Industrial & Engineering Chemistry Research, Vol.58, No.35, 15818-15837, 2019
Sequential Use of Geographic Information System and Mathematical Programming for Optimal Planning for Energy Production Systems from Residual Biomass
Residual biomass is a renewable resource with attractive characteristics to produce energy and biofuels. Diverse studies have stated that residual biomass used for biofuels and energy production can contribute partially to solve the energy demand problem, decreasing fossil fuels carbon emissions. Most works have focused on developing new technologies, processes, and processing systems based on biomass. Other works have addressed the supply chain-planning problem to determine optimal locations considering diverse objectives. A third group of works have proposed schemes based on Geographic Information Systems (GIS) to determine suitable locations in different types of systems. Nevertheless, works capable to combine the advantage of GIS, mathematical programming, and process design have not been properly conducted. Therefore, this paper presents a sequential approach for the optimal planning of a residual biomass processing system. The methodology considers selecting potential locations through a multicriteria methodology based on GIS. Also, this paper proposes a mathematical programming approach for the optimal planning of a residual biomass processing system, which considers as input the locations predefined by GIS methodology, as well as six potential products, six processing routes, and eight raw materials.

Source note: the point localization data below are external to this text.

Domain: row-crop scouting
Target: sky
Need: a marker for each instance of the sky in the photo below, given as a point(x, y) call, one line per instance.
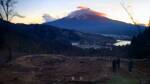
point(34, 10)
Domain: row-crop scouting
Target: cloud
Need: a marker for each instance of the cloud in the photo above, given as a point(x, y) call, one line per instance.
point(83, 7)
point(48, 18)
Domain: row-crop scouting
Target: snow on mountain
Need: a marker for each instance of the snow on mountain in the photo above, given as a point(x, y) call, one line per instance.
point(84, 13)
point(87, 20)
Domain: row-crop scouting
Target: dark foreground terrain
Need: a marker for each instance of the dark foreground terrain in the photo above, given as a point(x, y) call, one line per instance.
point(57, 69)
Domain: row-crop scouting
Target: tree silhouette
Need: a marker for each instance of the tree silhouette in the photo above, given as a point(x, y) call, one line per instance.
point(7, 12)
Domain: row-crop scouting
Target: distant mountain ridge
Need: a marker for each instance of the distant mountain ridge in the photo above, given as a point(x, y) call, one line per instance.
point(87, 20)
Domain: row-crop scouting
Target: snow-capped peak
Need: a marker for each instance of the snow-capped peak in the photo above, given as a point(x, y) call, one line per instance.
point(85, 13)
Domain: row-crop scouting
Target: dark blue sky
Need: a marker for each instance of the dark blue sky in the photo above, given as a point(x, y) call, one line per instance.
point(35, 9)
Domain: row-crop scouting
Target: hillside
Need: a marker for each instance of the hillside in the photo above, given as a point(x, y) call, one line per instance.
point(23, 39)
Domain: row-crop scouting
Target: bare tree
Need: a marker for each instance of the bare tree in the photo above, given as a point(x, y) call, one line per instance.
point(130, 15)
point(7, 10)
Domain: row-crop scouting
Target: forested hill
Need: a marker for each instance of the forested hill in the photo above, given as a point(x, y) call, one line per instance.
point(140, 47)
point(43, 39)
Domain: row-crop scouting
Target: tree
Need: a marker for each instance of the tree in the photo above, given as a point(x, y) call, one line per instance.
point(7, 10)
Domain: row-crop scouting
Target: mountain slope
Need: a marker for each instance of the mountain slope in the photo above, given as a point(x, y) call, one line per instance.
point(39, 39)
point(87, 20)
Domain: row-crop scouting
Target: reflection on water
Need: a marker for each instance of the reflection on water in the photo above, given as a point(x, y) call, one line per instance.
point(122, 43)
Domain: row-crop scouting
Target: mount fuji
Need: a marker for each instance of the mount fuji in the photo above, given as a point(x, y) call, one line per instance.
point(89, 21)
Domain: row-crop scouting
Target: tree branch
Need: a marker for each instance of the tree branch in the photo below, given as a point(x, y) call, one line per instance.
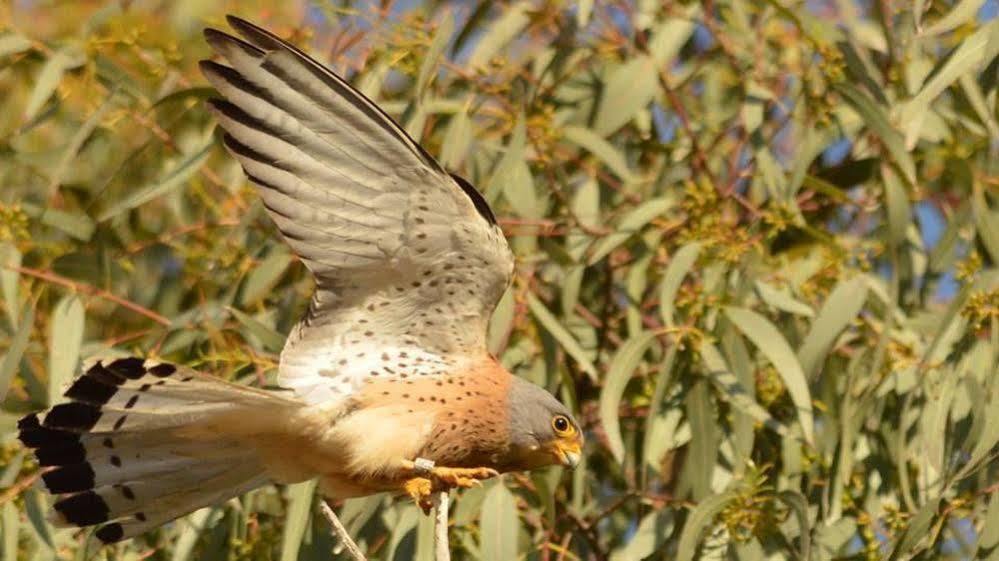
point(341, 532)
point(442, 550)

The mathematical programming approach consists of mass balances to obtain the interconnections between the different supply chain nodes, as well as constraints to model the considered technologies involving capital investment and production costs. The GIS approach was applied to a case study in Mexico, which produced 764 harvesting sites and 334 processing plants for all considered residual biomass types. The optimization approach conducted used 33 processing plants, 467 harvesting sites, and 2 products from 3 biomass types in order to determine the final supply chain topology. Results show that the proposed methodology is a useful tool to determine the optimal supply chain topology during the decision process.